Quid de l’union avec l’UDI ?

Il faudra également imaginer l’union avec les partenaires de l’UDI. Pour l’instant, c’est plutôt la guerre froide. La sortie de Philippe Cochet la semaine dernière sur le thème « l’UDI, c’est qui ? » n’a pas œuvré au réchauffement des relations entre les deux partis. Conséquence de cette glaciation des relations ? Les centristes insistent sur leur légitimité à présenter une liste UDI autonome au 1e tour des élections municipales lyonnaises. Après son 1er adjoint Bruno de Carbonnières, le maire du 2e arrondissement Denis Broliquier a mis une piqure de rappel lors d’une conférence de presse la semaine dernière, s’estimant le mieux placer pour porter le fer entre Saône et Rhône.

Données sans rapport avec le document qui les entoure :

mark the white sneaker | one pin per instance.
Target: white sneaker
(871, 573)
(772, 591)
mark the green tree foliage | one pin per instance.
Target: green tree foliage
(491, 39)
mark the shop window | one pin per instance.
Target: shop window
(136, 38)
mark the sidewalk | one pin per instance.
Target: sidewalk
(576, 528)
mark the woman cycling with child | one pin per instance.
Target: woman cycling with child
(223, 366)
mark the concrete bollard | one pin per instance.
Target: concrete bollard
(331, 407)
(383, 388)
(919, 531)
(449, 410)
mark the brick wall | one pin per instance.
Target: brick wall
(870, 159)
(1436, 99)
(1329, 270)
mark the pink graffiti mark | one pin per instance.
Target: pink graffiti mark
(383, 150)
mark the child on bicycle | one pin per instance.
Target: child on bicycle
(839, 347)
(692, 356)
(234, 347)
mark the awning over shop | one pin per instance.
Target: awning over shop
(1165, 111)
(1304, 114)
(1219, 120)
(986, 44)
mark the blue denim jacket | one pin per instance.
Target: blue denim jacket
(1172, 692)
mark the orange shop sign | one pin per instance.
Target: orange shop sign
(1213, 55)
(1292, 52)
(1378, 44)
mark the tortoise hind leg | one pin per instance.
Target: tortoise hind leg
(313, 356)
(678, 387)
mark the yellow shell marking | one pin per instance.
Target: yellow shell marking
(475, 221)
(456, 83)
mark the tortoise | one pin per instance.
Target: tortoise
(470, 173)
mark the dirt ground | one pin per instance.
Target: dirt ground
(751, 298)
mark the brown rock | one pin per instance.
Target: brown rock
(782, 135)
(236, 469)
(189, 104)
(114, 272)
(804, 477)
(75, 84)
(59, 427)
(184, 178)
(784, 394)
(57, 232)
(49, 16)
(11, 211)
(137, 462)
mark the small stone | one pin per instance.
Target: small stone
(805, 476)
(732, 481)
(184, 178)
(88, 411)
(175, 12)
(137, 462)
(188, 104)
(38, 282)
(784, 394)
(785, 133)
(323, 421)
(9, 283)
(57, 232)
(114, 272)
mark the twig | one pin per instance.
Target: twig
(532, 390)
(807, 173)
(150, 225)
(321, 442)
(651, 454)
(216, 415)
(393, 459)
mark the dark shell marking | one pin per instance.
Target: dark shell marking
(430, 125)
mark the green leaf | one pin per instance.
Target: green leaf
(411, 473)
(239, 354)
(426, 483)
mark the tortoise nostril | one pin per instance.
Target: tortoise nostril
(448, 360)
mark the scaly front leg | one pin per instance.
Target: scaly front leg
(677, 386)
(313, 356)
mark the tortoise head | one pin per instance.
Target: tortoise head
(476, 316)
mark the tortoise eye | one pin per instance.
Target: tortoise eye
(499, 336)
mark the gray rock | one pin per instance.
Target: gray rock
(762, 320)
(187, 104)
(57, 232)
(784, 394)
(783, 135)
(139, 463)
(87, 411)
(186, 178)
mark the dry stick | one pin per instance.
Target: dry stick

Un état de fait incompréhensible au regard des positions des ténors de la droite et du centre à Lyon. En effet, Michel Mercier, coordinateur de l’UDI dans le Rhône, a toujours fait savoir qu’il ne souhaitait pas d’une liste estampillée UDI au 1er tour des municipales. Comment alors expliquer l’exercice de démolition du président de l’UMP du Rhône ? Il se murmure que Cochet ferait payer à la majorité centriste du Département l’augmentation de la fiscalité, qui a mise en porte-à-faux un certain nombre de conseillers généraux UMP.

smati

Le retour des parachutages ?

Mais il n’y a pas qu’à Lyon que l’UMP se prend les pieds dans le tapis. Le cas de Rillieux-la-Pape est assez symptomatique d’une méthode conjuguant louvoiement et défiance. D’autant que la droite rillarde doit reconstruire l’aire post-Debiol. Militant depuis 2007 et fondateur de l’association des « Rénovateurs Républicains pour Rillieux », Julien Smati vise la reconquête de la municipalité. A priori, pas de guerres fratricides sur ce territoire, chasse-gardée du PS depuis 1995. Le pré-quadra multiplie les réunions thématiques, enregistre le soutien de parlementaires comme François-Noël Buffet, Michel Terrot, Philippe Meunier Christophe Guilloteau ou Georges Fenech. Les trois premiers cités sont membres de la commission nationale d’investiture. La voie royale vers l’investiture.

A priori calibré pour Rillieux-la-Pape, Smati devra pourtant jouer des coudes pour se faire respecter. Aux dernières nouvelles, l’UMP du Rhône lui prépare un cadeau empoisonné. Il se murmure que la fédération prépare l’atterrissage du responsable des adhésions UMP à Paris. « Trentenaire, il présente toutefois l’inconvénient de ne pas être élu », écrivait à son encontre nos confrères de La Tribune à l’évocation de sa possible candidature aux législatives de juin dernier sur la 5e circonscription de l’Ain, dont il est délégué. L’enfer étant pavé de bonnes intentions, cette arrivée potentielle est présentée comme un coup de main donné à Smati… Le temps du  « consensus » et de « la prime au mérite » a fait long feu.